Model Interpretability
Model interpretability (also called explainability or XAI) is the degree to which a human can understand the cause of a model’s prediction. It is essential for debugging, building trust, satisfying regulatory requirements, and detecting bias.
Interpretability vs. accuracy: complex models (neural nets, gradient boosting) are often more accurate but harder to interpret. Interpretable models (linear regression, decision trees) trade some accuracy for transparency.
Scope of Explanation
| Scope | Question |
|---|---|
| Global | How does the model behave overall? Which features matter most? |
| Local | Why did the model make this specific prediction for this instance? |
| Cohort | How does the model behave on a specific subgroup? |
Intrinsically Interpretable Models
Linear Models
Coefficients $\mathbf{w}$ directly quantify the effect of each feature:
\[\hat{y} = \mathbf{w}^T x + b\]$w_j$ is the change in $\hat{y}$ per unit increase in $x_j$, holding all else constant.
Conditions for valid interpretation:
- Features are standardized (otherwise magnitudes are not comparable).

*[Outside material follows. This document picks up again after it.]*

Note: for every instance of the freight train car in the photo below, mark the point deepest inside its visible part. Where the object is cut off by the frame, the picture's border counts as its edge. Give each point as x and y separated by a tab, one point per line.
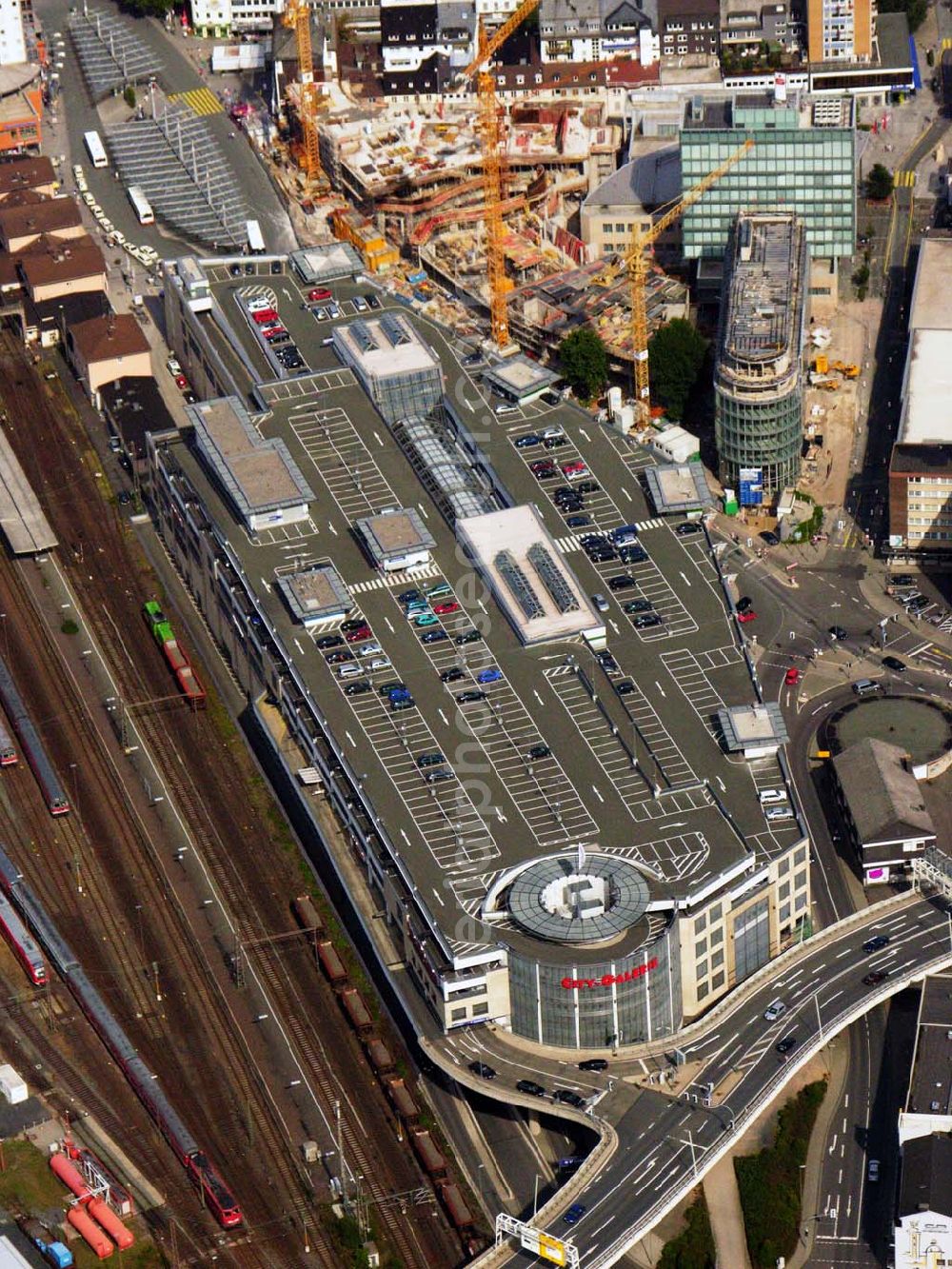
215	1193
174	654
30	744
22	943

- No strong multicollinearity (correlated features share credit arbitrarily).
- Correct functional form (linear relationship holds).
Decision Trees
Provide natural rule-based explanations:
if age > 30:
if income > 50k: predict "approved"
else: predict "denied"
else:
predict "denied"
Each prediction path is a conjunction of conditions. Depth $\leq 5$ trees are comprehensible to humans; deeper trees lose interpretability.
Rule-Based Models
Decision rules: IF-THEN statements learned directly. E.g., RuleFit learns linear model + sparse set of rules from tree splits.
Scoring systems: additive point-based models (FICO score) where each feature contributes a small integer score. Directly applicable by humans without computation.

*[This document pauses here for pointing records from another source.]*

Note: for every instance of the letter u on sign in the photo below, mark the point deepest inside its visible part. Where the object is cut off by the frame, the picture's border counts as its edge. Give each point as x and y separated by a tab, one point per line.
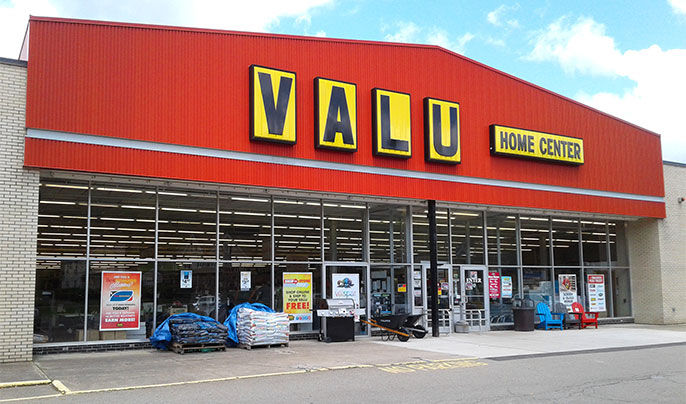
441	131
272	105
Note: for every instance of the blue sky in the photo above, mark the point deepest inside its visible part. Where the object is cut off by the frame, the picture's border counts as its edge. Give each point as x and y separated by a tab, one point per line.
627	58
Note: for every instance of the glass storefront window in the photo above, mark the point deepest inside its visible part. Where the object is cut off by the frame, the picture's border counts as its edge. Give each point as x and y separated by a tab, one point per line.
621	292
535	240
147	270
608	302
467	232
387	233
537	285
297	230
343	231
420	233
502	239
390	293
62	218
187	225
122	222
618	247
172	298
594	243
317	298
232	292
579	283
565	242
501	307
245	224
60	299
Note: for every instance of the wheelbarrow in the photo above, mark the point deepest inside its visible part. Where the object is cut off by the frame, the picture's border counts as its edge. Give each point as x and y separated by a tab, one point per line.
401	325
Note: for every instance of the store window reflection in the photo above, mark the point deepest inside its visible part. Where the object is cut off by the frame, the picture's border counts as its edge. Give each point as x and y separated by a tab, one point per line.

Post-hoc Explanation Methods
Applied after training any model.
Feature Importance
Permutation importance: measure drop in validation metric when feature $j$ is randomly permuted:
\[\text{PI}_j = m(\hat{y}, y) - m(\hat{y}_{j\text{ permuted}}, y)\]Model-agnostic; unbiased; accounts for feature interactions (any drop in performance means $j$ was carrying information).
SHAP-based importance: mean absolute SHAP value over the dataset. Consistent and theoretically grounded.
SHAP (SHapley Additive exPlanations)
Attributes the model’s prediction to each feature based on Shapley values from cooperative game theory.
Shapley value: the average marginal contribution of feature $j$ across all possible orderings of features:
\[\phi_j = \sum_{S \subseteq \mathcal{F} \setminus \{j\}} \frac{|S|!(|\mathcal{F}| - |S| - 1)!}{|\mathcal{F}|!} [f(S \cup \{j\}) - f(S)]\]SHAP explanation: $\hat{f}(x) = \phi_0 + \sum_{j=1}^d \phi_j(x)$, where $\phi_0 = \mathbb{E}[\hat{f}(x)]$.
Properties:
- Efficiency: $\sum_j \phi_j = \hat{f}(x) - \mathbb{E}[\hat{f}]$
- Symmetry: features that contribute equally get equal values.
- Dummy: features that never affect output get $\phi_j = 0$.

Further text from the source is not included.